By Kevin Toro Sánchez
Since Assad’s fall in late 2024, Syria’s transitional period continues to carry the weight of a long war. The new period has opened doors for reform, but it has also exposed how fragile the country remains in terms of security, governance and basic social trust. In this context, the new authorities have established two bodies to guide the justice agenda: the National Commission for Transitional Justice and the National Commission for Missing Persons.
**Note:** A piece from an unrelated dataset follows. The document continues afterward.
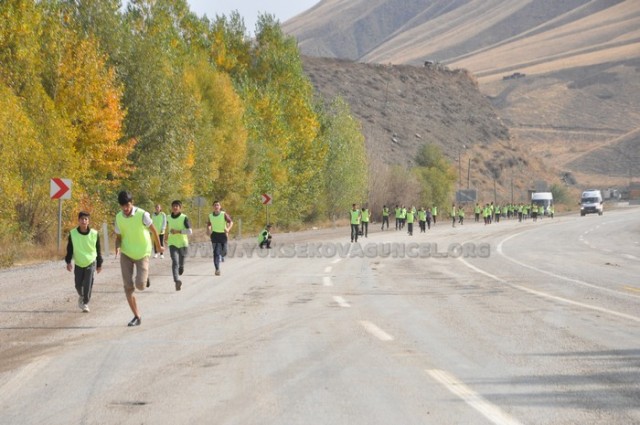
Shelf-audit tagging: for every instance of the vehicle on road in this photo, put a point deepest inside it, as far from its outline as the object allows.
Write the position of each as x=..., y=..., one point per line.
x=544, y=200
x=591, y=202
This article compares Syria’s early transitional justice efforts with Cambodia’s long journey to truth and accountability through the hybrid Extraordinary Chambers in the Courts of Cambodia (ECCC). The comparison points to three themes that matter for Syria’s transition: how victims are brought into the process, how civil society helps shape it and what hybrid models can offer. The argument is straightforward: Syria’s “architecture of rebirth” could only take root if nationally driven processes are paired with sustained international support and meaningful participation from Syrian society.
Syria: one year after Assad
Following a 14-year protracted civil war, the Assad regime fell in December 2024. Since then, violence has substantially reduced, and large geographical areas controlled by the central authority, the Kurdish-led administration in the northeast, the Turkish-influenced north, and local armed groups elsewhere paint a fragmented security landscape.
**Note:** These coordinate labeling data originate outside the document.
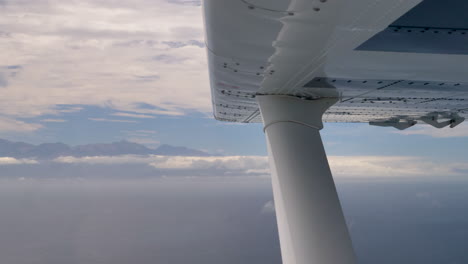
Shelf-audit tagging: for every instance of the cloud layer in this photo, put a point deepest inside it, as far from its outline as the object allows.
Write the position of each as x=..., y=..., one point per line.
x=366, y=167
x=119, y=54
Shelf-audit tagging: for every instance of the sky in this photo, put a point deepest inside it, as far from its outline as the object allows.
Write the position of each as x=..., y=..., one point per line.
x=100, y=71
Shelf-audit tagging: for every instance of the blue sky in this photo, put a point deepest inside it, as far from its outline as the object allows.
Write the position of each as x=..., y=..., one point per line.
x=84, y=72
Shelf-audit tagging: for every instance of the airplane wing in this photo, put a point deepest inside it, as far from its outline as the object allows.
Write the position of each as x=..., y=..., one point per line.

The war claimed over 650,000 lives, and there are over 100,000 who are still missing or forcibly disappeared. Since the ousting of Assad, 1.2 million have returned to the country, and 1.9 million IDPs have returned home. Despite some signs of economic normalisation, such as reopened embassies, easing of selective sanctions, and financial support from several international stakeholders for the country’s rebuilding, these benefits have yet to trickle down. Many returnees face destroyed housing, lack of access to basic services, and joblessness. Housing, land and property disputes are already emerging as major obstacles to sustainable returns and will intersect with any future reparations or truth-seeking efforts.
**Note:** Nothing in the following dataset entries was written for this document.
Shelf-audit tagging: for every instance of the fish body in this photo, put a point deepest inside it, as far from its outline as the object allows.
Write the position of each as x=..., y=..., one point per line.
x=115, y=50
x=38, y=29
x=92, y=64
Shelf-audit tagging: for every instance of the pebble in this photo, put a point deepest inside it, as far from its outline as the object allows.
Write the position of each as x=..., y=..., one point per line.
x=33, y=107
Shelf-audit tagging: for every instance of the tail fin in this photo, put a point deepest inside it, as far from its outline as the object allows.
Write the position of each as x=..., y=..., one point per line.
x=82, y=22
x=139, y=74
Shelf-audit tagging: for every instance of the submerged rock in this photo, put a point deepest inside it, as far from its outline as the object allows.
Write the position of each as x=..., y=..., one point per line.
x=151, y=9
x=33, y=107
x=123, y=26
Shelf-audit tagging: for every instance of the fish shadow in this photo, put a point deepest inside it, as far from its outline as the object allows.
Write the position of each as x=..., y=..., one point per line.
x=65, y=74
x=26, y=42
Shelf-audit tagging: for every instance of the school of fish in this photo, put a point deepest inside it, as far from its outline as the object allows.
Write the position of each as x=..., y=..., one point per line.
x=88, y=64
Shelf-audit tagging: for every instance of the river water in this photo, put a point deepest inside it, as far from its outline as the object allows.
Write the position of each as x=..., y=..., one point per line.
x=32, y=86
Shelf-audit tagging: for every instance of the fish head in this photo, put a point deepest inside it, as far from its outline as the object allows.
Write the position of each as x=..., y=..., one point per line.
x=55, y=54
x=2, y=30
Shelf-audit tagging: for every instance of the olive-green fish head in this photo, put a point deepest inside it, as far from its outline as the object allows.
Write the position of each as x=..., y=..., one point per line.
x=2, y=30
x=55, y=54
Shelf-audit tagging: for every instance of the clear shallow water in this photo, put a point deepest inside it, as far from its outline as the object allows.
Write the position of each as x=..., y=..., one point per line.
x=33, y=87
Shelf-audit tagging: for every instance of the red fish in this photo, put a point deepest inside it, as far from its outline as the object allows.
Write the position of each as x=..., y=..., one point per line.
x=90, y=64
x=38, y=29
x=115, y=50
The justice sector is still finding its footing as fundamental court reform, independence of the judiciary, and fair-trial guarantees remain weak. Social cohesion persists as a key challenge. The uneven territorial control worsens rule-of-law delivery and fuels local grievances, particularly among minority groups such as the Kurdish Syrians, the Alawites, the Druze or the Bedouin. Syrian civil society organisations (CSOs) can play an important role in mapping expectations, thereby preventing state institutions from being directly exposed to politicisation.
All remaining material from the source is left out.